Berkley Center faculty are busy at work as they prepare to teach first-year seminars, held during Georgetown University’s fall semester, that tackle tough questions ranging from the search for self to the international response to COVID-19.
Senior Fellow Paul Elie and Managing Director Michael Kessler will each teach an Ignatius Seminar, a flagship course for first-year students in the College designed to create a small intellectual community. Katherine Marshall, a senior fellow at the center, will teach an SFS Proseminar, a required course that allows new students to develop critical approaches to the study of global issues.
“Part of the design for the first-year seminars is to introduce students to the challenges and opportunities of a liberal arts education in a small setting with close faculty and peer contact,” says Kessler. "The seminars build intellectual and dialogical capabilities that will serve students well as they read a variety of texts, as well as in their future jobs and community engagements.”
Laying the Groundwork
Elie will teach an Ignatius Seminar on The Search, exploring different approaches to the personal search in the literature of our time. Reflecting on the search can be transformative for first-year students as they develop as writers.
“One of the things that has become a sort of idée fixe for me is the experience of learning how to write by reading other writers,” says Elie. “Students will be invited to make use of this literary pattern of the search and use it to interpret their own experiences in brief non-fiction essays and reflective pieces.”
Emulating other authors helps students to develop the writing skills that are central to the Georgetown education, according to Elie.
Marshall plans to take a similar approach in her SFS Proseminar on Pandemic Responses: Practical and Ethical Challenges.
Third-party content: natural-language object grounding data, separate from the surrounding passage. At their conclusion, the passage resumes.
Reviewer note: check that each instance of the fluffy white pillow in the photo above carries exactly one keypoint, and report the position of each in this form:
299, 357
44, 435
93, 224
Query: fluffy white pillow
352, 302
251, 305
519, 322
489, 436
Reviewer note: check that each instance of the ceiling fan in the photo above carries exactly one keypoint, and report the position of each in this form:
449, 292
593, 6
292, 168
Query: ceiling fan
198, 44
Students in the seminar will use the ongoing COVID-19 crisis and response to explore major challenges in international development.
“I will focus on what the COVID-19 crisis has stripped away in terms of masks, particularly some of the broad challenges of inequality such as racial, ethnic, and class divides,” explains Marshall, who is currently leading a research project on Religious Responses to COVID-19.
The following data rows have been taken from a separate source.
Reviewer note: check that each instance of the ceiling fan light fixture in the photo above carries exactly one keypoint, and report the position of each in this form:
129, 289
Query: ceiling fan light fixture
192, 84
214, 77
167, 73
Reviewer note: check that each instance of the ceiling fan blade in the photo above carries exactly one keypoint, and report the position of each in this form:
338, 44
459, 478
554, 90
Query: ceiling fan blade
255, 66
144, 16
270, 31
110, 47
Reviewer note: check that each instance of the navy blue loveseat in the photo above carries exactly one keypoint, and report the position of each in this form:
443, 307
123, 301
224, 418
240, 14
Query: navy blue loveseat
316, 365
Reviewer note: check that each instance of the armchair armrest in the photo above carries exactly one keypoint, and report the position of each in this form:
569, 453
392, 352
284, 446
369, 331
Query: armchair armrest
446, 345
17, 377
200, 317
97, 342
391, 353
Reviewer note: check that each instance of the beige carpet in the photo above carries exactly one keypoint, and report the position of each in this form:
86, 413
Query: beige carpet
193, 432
Inspiring Critical Reflection
Marshall hopes to provide students with a broader frame of reference for understanding the challenges and possibilities presented by the pandemic, an ongoing focus of Berkley Center work.
“The basic idea is that every student has been living through the COVID-19 emergency, and each person will come with a set of individual experiences,” she explains. “The hope will be to set those individual experiences into a broader context, on the community and national levels but also globally, thinking about pandemics as critical points in history.”
Elie also plans to inspire critical reflection on current challenges, including the pandemic and protests against police violence, in his Ignatius Seminar, where students will explore past moments of crisis through literature.
“My experience as a reader and writer is that other people—people who have written books—have had experiences which are more akin to what we are going through than we may realize,” he says. “They’ve searched. Their books are their ways of making sense of their search, for themselves, and for us. The broader our range of references to other experiences, the better we can understand our own.”
Educating the Whole Person
Understanding our own experiences is a primary goal of the Georgetown education, guided by the Jesuit precept of cura personalis (care of the whole person).
Kessler will bring that holistic approach to his Ignatius Seminar on Creating and Making: The Moral Craft of Life, a course exploring the philosophical and theological visions of craft, labor, and creativity.
“I would love for the students to explore how a full, thriving human life includes creating and making things for use and ornament, and how that making also shapes their own character,” says Kessler. “From shaping wood or baking bread to building a stone wall or stitching a quilt, creating helps situate us in a world of our making and aspiration.”
Elie hopes the writing at the center of his Ignatius Seminar will lead students toward a similar sort of self-reflection.
“I am a believer in writing as a powerful and seductive way of understanding ourselves, our lives, our circumstances, and our place on Earth,” he says. “If the students come away with even a little of the passion that I have for figuring things out by writing about them, I will feel that my work is done.”